Current status of energy consumption of adsorption CO2 direct air capture

doi:10.11949/0438-1157.20240963

Abstract

Abstract:

Compared to traditional fixed source flue gas capture technologies, CO₂ direct air capture (DAC) has advantages such as flexible positioning and wide application. However, due to the extremely low concentration of CO₂ in the atmosphere (only around 0.04%), the high energy consumption of DAC has become the primary obstacle to its commercialization. Focusing on the energy consumption issue of adsorption based DAC, theoretical analysis and case studies have been conducted. The ideal minimum work for CO₂ separation of DAC was calculated to be 19.64 kJ·mol^-1 (temperature of 298.15 K, capture ratio of 50%, purity of 95%), which is 3.5 times that of flue gas capture technology under the same conditions. At a regeneration temperature of 393 K, the second law separation efficiency of temperature vacuum swing adsorption cycle (TVSA) is 22.75%. The processes of adsorption, evacuation, regeneration, condensation, compression, etc., are mainly driven by mechanical and thermal energy. The mechanical energy during the evacuation process accounts for only about 3% of the total energy consumption. The heat energy during the condensation process can be recovered through a regenerative cycle. The mechanical energy of the compression process is included in DAC in some studies and is determined by the target pressure. The flow mechanical energy during the adsorption process accounts for over 90% of the mechanical energy consumption, which is 5.43 GJ·t^-1 when using a conventional reactor. Structured reactors can reduce pressure drop to 1/1000, and reducing flow rate can also improve resistance and enhance capture ratio. The thermal energy during the regeneration process accounts for the main part of DAC energy consumption, about 50%—80%. The regeneration temperature, the mass ratio of the reactor to the adsorbent, and the strength of the adsorbent's adsorption of H₂O can all cause a multiple change in the heat consumption. Based on the analysis of the process energy consumption, recommendations for optimizing the energy consumption of adsorption DAC in terms of reactor design, circulation mode and operating parameters, natural environment and energy sources are given.
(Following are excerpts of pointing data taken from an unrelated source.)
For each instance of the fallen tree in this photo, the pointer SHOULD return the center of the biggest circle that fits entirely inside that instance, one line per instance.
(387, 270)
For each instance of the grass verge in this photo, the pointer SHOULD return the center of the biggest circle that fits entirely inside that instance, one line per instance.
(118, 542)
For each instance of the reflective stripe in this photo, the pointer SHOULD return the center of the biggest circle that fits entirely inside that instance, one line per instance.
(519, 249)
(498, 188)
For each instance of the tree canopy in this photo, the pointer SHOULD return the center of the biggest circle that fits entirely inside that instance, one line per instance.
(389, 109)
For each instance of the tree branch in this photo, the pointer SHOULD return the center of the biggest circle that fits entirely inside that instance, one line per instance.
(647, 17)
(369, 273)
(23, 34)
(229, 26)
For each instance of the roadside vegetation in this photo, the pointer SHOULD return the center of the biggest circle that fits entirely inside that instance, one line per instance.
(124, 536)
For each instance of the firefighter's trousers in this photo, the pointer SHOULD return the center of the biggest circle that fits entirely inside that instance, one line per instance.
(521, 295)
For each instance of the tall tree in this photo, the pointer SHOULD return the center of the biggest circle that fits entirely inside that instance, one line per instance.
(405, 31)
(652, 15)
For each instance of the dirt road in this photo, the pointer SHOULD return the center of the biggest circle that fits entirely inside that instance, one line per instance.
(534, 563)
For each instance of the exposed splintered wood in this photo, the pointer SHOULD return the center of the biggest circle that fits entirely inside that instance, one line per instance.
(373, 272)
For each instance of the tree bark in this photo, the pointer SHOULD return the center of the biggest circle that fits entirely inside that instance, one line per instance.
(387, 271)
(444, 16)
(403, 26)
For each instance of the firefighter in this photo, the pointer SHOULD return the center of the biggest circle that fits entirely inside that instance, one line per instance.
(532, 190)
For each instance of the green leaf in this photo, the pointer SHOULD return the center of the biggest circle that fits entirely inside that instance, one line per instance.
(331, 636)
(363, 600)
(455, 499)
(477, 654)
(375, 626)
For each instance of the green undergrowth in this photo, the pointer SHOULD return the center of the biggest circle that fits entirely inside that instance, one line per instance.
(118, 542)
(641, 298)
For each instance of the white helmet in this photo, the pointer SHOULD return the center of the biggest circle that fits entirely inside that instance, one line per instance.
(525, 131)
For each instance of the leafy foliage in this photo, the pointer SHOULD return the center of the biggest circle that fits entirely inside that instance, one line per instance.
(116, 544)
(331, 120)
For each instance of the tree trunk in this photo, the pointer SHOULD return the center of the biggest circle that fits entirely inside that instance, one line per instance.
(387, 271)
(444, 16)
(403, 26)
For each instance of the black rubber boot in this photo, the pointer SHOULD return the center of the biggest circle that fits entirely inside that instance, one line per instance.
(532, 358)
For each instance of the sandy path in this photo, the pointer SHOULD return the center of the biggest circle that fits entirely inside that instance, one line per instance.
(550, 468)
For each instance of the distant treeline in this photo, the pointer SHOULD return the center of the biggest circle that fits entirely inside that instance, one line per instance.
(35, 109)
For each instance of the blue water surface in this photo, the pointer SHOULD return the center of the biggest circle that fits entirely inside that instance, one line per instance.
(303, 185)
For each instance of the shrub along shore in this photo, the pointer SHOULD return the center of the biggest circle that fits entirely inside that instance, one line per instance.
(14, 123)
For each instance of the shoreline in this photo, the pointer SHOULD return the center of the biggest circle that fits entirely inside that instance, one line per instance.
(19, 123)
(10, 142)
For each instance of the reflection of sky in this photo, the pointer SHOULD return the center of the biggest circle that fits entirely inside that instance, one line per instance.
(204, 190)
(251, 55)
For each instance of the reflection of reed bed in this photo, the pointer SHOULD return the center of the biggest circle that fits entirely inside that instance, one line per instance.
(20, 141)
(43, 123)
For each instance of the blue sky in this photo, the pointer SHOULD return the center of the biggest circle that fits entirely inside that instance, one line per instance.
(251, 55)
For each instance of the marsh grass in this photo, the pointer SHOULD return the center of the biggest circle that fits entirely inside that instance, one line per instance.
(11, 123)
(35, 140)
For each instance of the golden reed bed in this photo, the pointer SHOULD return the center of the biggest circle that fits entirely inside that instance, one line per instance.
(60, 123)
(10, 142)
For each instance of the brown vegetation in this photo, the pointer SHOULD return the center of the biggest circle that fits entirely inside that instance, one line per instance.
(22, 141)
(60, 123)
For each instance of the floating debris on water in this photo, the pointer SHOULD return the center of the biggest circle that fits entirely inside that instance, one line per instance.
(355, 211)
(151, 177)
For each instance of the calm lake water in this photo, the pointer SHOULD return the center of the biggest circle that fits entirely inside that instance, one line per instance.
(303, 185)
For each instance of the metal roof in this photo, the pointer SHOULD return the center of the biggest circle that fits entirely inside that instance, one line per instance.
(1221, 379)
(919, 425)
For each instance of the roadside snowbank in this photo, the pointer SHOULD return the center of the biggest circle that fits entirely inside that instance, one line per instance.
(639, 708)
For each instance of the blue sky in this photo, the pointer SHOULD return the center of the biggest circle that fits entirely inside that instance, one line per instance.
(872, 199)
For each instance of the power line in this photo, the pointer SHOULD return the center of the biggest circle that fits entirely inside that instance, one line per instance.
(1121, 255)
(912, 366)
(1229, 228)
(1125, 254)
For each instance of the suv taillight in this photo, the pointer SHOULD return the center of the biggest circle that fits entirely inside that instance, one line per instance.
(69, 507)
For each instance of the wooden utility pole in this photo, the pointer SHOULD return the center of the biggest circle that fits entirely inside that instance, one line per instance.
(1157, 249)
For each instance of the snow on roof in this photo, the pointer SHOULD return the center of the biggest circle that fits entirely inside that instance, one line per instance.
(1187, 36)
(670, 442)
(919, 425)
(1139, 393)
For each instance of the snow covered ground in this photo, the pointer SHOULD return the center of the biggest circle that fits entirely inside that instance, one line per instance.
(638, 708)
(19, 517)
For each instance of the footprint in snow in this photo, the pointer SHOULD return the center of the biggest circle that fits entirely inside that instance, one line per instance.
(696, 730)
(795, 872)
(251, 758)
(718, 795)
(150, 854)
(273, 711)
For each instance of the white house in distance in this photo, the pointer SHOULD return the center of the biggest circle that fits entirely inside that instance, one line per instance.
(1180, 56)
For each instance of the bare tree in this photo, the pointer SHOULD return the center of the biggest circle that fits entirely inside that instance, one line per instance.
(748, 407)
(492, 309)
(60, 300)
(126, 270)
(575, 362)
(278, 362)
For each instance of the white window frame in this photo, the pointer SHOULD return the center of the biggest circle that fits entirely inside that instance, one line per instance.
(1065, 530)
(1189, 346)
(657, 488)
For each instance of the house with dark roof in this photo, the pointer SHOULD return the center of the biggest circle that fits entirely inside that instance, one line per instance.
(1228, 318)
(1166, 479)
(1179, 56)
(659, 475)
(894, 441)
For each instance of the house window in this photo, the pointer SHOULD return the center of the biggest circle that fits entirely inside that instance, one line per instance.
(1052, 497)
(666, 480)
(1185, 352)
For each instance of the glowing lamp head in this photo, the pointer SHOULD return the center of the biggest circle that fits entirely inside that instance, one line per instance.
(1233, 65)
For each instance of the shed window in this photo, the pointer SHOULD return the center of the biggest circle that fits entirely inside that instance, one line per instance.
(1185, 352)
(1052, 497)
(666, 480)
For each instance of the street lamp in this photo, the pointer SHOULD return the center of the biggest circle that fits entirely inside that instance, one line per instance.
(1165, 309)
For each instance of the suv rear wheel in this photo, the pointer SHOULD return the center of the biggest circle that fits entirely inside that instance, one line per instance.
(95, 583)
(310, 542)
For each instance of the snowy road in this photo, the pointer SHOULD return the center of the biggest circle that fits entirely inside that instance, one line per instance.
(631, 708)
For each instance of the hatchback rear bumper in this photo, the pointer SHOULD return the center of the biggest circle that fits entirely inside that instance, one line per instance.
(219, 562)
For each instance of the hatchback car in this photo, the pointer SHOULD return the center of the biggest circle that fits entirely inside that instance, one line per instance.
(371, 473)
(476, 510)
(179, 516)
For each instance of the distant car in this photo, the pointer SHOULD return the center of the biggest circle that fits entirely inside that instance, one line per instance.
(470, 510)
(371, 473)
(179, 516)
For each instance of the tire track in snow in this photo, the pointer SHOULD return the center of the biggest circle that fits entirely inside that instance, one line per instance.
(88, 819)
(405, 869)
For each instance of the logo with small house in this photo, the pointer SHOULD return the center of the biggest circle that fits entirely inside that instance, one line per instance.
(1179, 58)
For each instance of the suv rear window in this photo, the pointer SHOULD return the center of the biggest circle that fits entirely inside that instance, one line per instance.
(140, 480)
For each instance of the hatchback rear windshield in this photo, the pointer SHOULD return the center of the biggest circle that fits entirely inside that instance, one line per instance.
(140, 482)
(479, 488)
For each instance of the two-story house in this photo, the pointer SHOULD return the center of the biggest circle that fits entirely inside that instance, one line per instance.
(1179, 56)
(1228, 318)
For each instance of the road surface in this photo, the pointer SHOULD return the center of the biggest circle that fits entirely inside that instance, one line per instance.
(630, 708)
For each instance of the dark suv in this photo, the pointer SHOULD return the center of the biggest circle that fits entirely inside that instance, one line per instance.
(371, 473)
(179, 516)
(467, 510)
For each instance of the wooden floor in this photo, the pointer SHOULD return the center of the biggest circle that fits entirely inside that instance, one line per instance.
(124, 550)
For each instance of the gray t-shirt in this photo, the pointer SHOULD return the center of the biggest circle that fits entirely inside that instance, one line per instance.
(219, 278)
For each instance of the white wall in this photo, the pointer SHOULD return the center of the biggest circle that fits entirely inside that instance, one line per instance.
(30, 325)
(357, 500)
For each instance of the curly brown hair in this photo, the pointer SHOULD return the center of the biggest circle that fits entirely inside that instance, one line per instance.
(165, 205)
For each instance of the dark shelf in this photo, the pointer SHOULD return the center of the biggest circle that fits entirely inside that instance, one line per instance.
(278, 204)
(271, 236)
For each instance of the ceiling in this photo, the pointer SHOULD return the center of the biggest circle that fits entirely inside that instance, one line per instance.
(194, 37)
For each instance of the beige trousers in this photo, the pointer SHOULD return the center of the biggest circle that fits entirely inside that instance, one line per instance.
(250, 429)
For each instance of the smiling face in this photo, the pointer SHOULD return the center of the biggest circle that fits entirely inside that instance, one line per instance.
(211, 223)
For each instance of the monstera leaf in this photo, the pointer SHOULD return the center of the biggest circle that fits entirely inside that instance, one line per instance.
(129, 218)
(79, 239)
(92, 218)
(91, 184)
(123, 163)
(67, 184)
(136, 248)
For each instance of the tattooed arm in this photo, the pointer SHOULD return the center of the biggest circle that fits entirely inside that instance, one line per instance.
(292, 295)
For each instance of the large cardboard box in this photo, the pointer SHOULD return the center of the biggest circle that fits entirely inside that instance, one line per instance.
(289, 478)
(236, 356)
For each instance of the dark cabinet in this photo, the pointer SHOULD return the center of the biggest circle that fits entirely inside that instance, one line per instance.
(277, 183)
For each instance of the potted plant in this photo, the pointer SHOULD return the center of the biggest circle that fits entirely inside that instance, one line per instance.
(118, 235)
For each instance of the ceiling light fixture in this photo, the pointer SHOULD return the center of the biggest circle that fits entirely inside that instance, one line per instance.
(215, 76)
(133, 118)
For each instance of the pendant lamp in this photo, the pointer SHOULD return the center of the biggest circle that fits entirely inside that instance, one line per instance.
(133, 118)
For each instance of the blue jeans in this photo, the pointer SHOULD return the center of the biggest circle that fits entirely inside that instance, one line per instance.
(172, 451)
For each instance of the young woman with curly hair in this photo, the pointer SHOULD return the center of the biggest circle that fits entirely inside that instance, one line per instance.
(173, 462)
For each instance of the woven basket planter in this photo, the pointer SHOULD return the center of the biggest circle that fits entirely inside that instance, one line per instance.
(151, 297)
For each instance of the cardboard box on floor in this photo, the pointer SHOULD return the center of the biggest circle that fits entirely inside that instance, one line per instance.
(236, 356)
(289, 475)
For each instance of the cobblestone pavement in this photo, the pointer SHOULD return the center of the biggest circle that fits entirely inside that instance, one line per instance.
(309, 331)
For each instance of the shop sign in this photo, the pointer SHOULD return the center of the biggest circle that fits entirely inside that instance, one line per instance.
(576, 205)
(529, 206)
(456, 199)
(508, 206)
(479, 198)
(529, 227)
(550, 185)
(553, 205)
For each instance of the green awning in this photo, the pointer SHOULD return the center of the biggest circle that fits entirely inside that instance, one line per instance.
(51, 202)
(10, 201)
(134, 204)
Key words: CO₂capture, energy consumption, adsorption, desorption, greenhouse gas

摘要：

CO₂直接空气捕集（DAC）技术相对于传统的固定源烟气捕集技术具有位置灵活、应用广泛等优势，但由于大气中CO₂浓度极低（仅为0.04%左右），DAC技术的高能耗成为阻碍其商业化的首要难题。聚焦吸附法DAC技术的能耗问题，先后进行理论分析和案例引证。DAC技术的CO₂分离理想最小功为19.64 kJ·mol^-1（温度298.15 K，捕集率50%，纯度95%），为同等条件下烟气捕集技术的3.5倍。再生温度393 K时变温真空吸附循环（TVSA）第二定律分离效率为22.75%。吸附、排空、再生、冷凝、压缩等过程主要通过机械能和热能推动。其中排空过程机械能仅占3%左右；冷凝过程热能可以通过回热循环回收；压缩过程机械能由目标压力决定，在部分研究中计入DAC能耗。吸附过程流动机械能受反应器压降主导，床层厚度减小和吸附剂有序堆积均能够改善流动损耗问题。再生过程热能占DAC能耗的主要部分，为50%~80%，再生温度、反应器与吸附剂的质量比、吸附剂对H₂O吸附性的强弱，均能造成热耗的成倍变化。在分析过程能耗的基础上，给出了吸附法DAC在反应器设计、循环方式及操作参数、自然环境及能量来源等方面的能耗优化建议。

关键词: 二氧化碳捕集, 能耗, 吸附, 脱附, 温室气体

CLC Number:

X 701

Junde ZHAO, Aiguo ZHOU, Yanlin CHEN, Jiale ZHENG, Tianshu GE. Current status of energy consumption of adsorption CO₂ direct air capture[J]. CIESC Journal, 2025, 76(4): 1375-1390.

赵俊德, 周爱国, 陈彦霖, 郑家乐, 葛天舒. 吸附法CO₂直接空气捕集技术能耗现状[J]. 化工学报, 2025, 76(4): 1375-1390.

Figures/Tables 22

Fig.1 Carbon capture projects statistics from NETL[21]

Fig.2 DAC projects based on key technologies and final scale statistics from NETL[21]

Fig.3 Calculation of minimum work for ideal separation

Fig.4 Variation of the minimum work of separation and air handling capacity with capture rate, ambient air CO2 concentration and product gas purity in air capture and flue gas recovery

Fig.5 Empirical relationship between the concentration factor of industrial separation processes vs the achieved second-law efficiency of those processes[24]

Fig.6 The second-law efficiency of TVSA at different desorption temperature, adsorption temperature, desorption pressure and ambient air CO2 concentration[25]

Fig.7 Effect of GHSV on the energy consumption for flow, pressure drop, and CO2 capture rate[33]

Fig.8 Variation of bed pressure drop with air flow rate, adsorbent pellet size (in-channel radius), sphericity and bed thickness

Fig.9 Structure of filter for purifying exhaust gases from TOYOTA MOTOR[39]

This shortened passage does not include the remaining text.